Chapter Three : Family [Part 11]

0

Dia sadar hanya dengan melihat cara pandang Mikasa. Ada perasaan suka dalam diri Mikasa kepada Rio.

Spread the love

Dia memperhatikan Mikasa yang tersenyum sambil melihat kedalam café ini. Dia sadar hanya dengan melihat cara pandang Mikasa. Ada perasaan suka dalam diri Mikasa kepada Rio, salah satu anak buah kepercayaannya itu. Tangannya kuat mengengam tongkatnya, dia berjalan perlahan menuju salah satu meja dimana Rio duduk untuk menyelesaikan beberapa pekerjaan.

Rio, yang melihat kedatangan dia segera berdiri dan membungkukkan badannya. Dia memberikan beberapa perintah baru kepada Rio dan berlalu pergi dari café tersebut dengan sebuah senyum terukir kecil dibibirnya. Sementara Rio hanya berdiri diam dengan wajah yang tidak berwarna dan tidak ada satu katapun yang keluar dari mulutnya kecuali sebuah anggukan yang menandakan dia mengerti.


Aku sampai kedepan pabrik dan melihat security didepan.
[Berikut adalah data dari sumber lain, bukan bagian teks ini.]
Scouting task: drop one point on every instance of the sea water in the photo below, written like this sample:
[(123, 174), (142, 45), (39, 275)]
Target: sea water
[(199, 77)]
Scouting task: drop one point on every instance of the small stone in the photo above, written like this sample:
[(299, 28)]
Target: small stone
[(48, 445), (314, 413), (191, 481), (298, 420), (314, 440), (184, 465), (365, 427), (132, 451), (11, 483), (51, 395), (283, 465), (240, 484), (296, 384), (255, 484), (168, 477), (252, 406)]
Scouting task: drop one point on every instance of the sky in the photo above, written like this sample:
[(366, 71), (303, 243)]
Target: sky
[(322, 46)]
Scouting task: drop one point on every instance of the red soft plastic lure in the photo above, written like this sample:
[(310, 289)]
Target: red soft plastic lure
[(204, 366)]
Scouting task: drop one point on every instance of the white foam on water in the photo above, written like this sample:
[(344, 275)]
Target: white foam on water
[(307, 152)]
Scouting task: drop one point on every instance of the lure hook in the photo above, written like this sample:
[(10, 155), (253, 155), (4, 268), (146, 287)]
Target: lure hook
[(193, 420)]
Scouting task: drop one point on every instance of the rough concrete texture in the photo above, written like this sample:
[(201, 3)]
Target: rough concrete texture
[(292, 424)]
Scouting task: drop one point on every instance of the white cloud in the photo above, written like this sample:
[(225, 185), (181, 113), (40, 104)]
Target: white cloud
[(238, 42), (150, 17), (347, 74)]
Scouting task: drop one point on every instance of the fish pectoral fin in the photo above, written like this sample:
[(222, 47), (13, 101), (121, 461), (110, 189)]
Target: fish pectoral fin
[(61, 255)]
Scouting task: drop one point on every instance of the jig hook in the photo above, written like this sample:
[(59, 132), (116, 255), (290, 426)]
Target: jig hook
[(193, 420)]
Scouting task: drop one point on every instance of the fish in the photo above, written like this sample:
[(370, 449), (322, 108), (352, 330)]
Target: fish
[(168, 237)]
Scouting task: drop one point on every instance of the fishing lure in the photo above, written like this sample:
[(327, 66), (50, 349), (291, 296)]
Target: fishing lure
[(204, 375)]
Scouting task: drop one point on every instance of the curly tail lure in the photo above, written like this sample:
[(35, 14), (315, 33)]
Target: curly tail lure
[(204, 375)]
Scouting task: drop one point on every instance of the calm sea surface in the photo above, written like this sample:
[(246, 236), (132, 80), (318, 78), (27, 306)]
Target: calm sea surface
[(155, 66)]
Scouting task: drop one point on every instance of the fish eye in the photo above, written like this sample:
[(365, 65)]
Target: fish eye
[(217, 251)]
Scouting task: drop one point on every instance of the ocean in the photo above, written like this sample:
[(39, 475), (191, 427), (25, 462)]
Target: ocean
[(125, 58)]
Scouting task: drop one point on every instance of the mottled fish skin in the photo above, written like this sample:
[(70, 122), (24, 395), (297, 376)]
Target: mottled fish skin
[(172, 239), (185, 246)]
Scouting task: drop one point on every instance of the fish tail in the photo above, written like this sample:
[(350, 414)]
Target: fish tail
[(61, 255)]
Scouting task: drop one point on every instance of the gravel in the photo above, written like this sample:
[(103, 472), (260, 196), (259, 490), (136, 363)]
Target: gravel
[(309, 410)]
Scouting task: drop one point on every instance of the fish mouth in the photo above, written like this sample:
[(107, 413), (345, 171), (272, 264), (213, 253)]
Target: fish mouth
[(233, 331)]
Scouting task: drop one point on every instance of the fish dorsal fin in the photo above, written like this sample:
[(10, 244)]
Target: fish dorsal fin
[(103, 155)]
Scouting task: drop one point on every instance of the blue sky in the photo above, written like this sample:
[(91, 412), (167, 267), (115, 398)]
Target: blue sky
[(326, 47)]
Ada perasaan marah karena security ini tidak mau membantuku sama sekali saat Evan menelepon. Minimal dia bisa membantuku dengan berkata bahwa kopi diwarung tersebut memang benar habis. Aku selalu berpikir bahwa dia adalah sosok yang ramah dan menyukaiku, dan sekarang aku sadar bahwa tidak semua orang yang tersenyum kepada kita akan selalu baik kepada kita. Mereka bisa mejadi musuh yang mematikan bagi kita jika saatnya tiba.
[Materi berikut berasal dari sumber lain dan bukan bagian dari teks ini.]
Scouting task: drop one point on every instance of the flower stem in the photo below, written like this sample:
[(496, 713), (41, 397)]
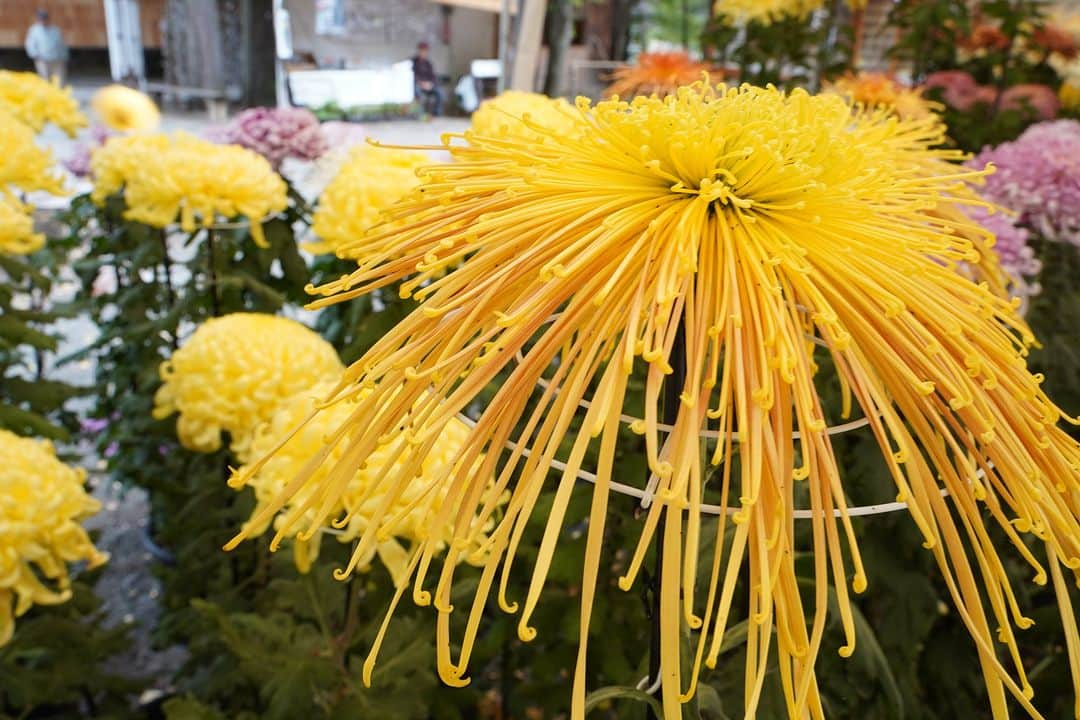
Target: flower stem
[(673, 388), (215, 301)]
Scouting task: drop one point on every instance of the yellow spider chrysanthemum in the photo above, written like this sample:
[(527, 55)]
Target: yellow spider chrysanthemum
[(769, 230), (657, 73), (24, 165), (516, 114), (41, 503), (363, 494), (125, 110), (16, 229), (37, 102), (233, 371), (879, 90), (370, 180), (169, 177)]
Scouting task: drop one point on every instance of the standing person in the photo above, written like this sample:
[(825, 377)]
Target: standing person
[(424, 80), (44, 44)]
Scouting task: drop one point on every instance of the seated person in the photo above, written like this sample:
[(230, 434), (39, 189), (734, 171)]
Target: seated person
[(427, 83)]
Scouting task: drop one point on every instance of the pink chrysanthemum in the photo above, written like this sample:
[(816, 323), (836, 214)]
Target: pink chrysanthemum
[(1038, 176), (277, 133)]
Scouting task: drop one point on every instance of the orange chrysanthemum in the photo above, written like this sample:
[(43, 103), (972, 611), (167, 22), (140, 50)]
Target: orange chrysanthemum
[(658, 73)]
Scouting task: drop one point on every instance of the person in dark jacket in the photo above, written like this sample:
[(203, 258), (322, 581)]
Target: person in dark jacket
[(426, 81)]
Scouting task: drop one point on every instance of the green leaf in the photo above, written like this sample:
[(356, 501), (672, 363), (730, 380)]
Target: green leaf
[(612, 693)]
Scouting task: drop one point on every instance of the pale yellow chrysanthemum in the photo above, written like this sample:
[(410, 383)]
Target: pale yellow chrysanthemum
[(233, 371), (767, 12), (125, 110), (41, 503), (370, 180), (16, 228), (516, 114), (24, 165), (763, 232), (165, 178), (413, 510), (874, 90), (37, 102)]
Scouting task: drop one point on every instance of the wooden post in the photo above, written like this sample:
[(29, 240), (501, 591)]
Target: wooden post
[(529, 32)]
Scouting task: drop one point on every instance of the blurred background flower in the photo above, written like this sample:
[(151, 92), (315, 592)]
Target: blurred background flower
[(42, 502), (37, 102)]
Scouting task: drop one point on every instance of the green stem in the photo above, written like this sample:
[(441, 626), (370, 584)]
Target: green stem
[(215, 300)]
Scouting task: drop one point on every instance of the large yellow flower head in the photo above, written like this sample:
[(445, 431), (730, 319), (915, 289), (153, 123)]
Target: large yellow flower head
[(233, 371), (41, 503), (759, 233), (413, 510), (37, 102), (526, 116), (875, 90), (370, 180), (16, 229), (125, 110), (165, 178)]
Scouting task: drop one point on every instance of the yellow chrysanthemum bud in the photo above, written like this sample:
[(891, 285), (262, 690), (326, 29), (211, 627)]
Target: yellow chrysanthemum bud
[(657, 73), (413, 511), (125, 110), (178, 176), (37, 102), (513, 113), (1069, 95), (765, 12), (370, 180), (16, 229), (233, 371), (24, 165), (41, 503)]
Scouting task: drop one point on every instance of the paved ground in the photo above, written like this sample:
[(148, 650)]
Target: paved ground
[(129, 587)]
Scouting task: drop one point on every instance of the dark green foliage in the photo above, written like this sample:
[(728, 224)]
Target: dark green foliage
[(931, 36), (29, 404)]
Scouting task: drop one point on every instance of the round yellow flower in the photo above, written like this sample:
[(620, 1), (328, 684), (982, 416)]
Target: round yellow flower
[(41, 503), (16, 229), (414, 510), (369, 181), (517, 114), (24, 165), (233, 371), (37, 102), (125, 110), (765, 12), (165, 178), (874, 90), (761, 233)]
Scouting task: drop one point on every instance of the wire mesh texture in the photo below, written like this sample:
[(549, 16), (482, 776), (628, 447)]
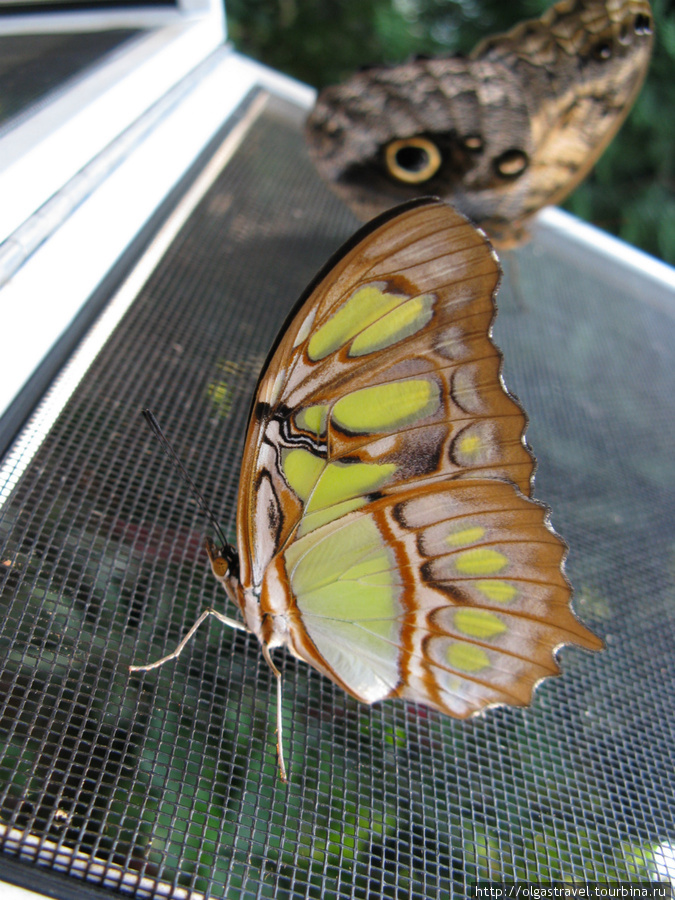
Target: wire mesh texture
[(166, 783)]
Aku mengetuk dari balik pagar dan dia melangkah dengan keraguan untuk membukakan pintu bagiku.

“Aku dipanggil Ida.” Kataku dingin.

Aku langsung menyebutkan alasan kedatanganku sebelum dia mengeluarkan kata – kata tanda bersalahnya atau apapun yang berhubungan dengan berhentinya aku bekerja hari ini.
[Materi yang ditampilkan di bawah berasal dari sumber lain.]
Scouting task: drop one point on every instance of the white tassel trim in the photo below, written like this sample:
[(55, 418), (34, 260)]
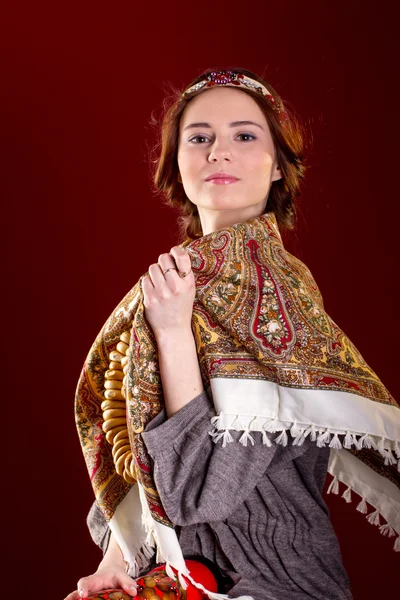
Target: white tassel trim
[(347, 494), (282, 438), (389, 449), (386, 529), (373, 518), (362, 507), (334, 486), (246, 437)]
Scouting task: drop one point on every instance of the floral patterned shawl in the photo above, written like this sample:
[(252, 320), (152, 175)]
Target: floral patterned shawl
[(275, 362)]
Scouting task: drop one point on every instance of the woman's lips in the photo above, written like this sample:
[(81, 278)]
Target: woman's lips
[(222, 180)]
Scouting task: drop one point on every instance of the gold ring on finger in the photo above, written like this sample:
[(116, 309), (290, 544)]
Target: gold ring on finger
[(170, 269), (181, 274)]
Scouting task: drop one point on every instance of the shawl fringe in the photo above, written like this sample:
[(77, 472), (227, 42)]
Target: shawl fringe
[(323, 436), (374, 517)]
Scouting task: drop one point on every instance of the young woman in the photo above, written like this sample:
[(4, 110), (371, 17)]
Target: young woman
[(230, 352)]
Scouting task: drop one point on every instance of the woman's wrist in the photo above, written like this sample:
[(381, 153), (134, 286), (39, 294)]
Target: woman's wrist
[(168, 338)]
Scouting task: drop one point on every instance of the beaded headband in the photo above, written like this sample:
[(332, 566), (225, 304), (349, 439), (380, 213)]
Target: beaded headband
[(230, 78)]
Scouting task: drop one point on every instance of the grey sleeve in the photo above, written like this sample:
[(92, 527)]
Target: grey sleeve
[(98, 527), (200, 481)]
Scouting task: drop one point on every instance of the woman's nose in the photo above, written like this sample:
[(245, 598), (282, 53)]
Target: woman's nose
[(220, 150)]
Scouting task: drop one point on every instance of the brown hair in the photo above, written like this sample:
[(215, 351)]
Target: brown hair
[(288, 142)]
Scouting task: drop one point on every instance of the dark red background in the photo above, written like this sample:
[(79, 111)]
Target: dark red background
[(78, 84)]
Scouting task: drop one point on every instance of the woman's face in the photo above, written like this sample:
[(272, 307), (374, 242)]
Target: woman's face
[(211, 141)]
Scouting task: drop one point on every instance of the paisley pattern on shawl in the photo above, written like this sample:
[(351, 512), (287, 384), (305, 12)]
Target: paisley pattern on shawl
[(258, 315)]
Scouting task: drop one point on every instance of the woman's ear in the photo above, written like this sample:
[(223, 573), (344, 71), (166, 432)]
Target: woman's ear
[(276, 173)]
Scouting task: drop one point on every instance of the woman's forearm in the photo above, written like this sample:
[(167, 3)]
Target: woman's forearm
[(179, 369)]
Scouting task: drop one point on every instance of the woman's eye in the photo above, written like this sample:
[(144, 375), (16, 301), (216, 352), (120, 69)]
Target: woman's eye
[(202, 137), (248, 135), (196, 137)]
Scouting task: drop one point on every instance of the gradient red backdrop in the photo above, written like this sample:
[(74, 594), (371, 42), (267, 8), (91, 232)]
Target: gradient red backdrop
[(79, 82)]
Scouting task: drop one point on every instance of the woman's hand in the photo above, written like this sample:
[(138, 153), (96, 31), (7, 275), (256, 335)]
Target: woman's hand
[(107, 576), (169, 297)]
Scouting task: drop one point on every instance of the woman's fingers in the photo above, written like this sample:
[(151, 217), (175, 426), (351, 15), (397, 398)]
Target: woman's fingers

“Iya silakan. Ida sudah menunggu dikantornya” jawabnya pelan.

Aku langsung membawa sepedaku hingga area perkantoran dan memarkirkan sepedaku tepat didepan kantor Ida. Aku tidak memperdulikan arahan security dan amukan Ida nantinya karena tekatku yang kuat untuk benar – benar berhenti dari sini.

“Mika, yuk masuk !” Ida berteriak dari balik jendela tidak lama setelah aku meletakan sepedaku sembarangan.

Tumben dia tidak marah. Aku langsung masuk kekantornya yang sudah sepi. Dia mempersilakanku duduk terlebih dahulu. Tawaran minuman juga dia berikan padaku sebelum memulai pembicaraan namun aku menolak karena pikiranku saat ini adalah apa yang akan aku lakukan dicafe happy dan adakah Rio disana.

Melihatku yang sudah tidak fokus, Ida langsung mengarah pada tujuannya memanggilku kesana. Disodorkannya sebuah amplop putih padaku. Aku binggung. Dia mempersilakan aku membuka amplop tersebut dan isinya adalah uang. Bukan uang yang banyak seperti yang diberikan kakakku kepada mama. Kutebak ini adalah sisa gaji ataupun uang pemecatanku. Aku tidak menghitung uangnya dan menunggu Ida untuk memberikan penjelasan padaku.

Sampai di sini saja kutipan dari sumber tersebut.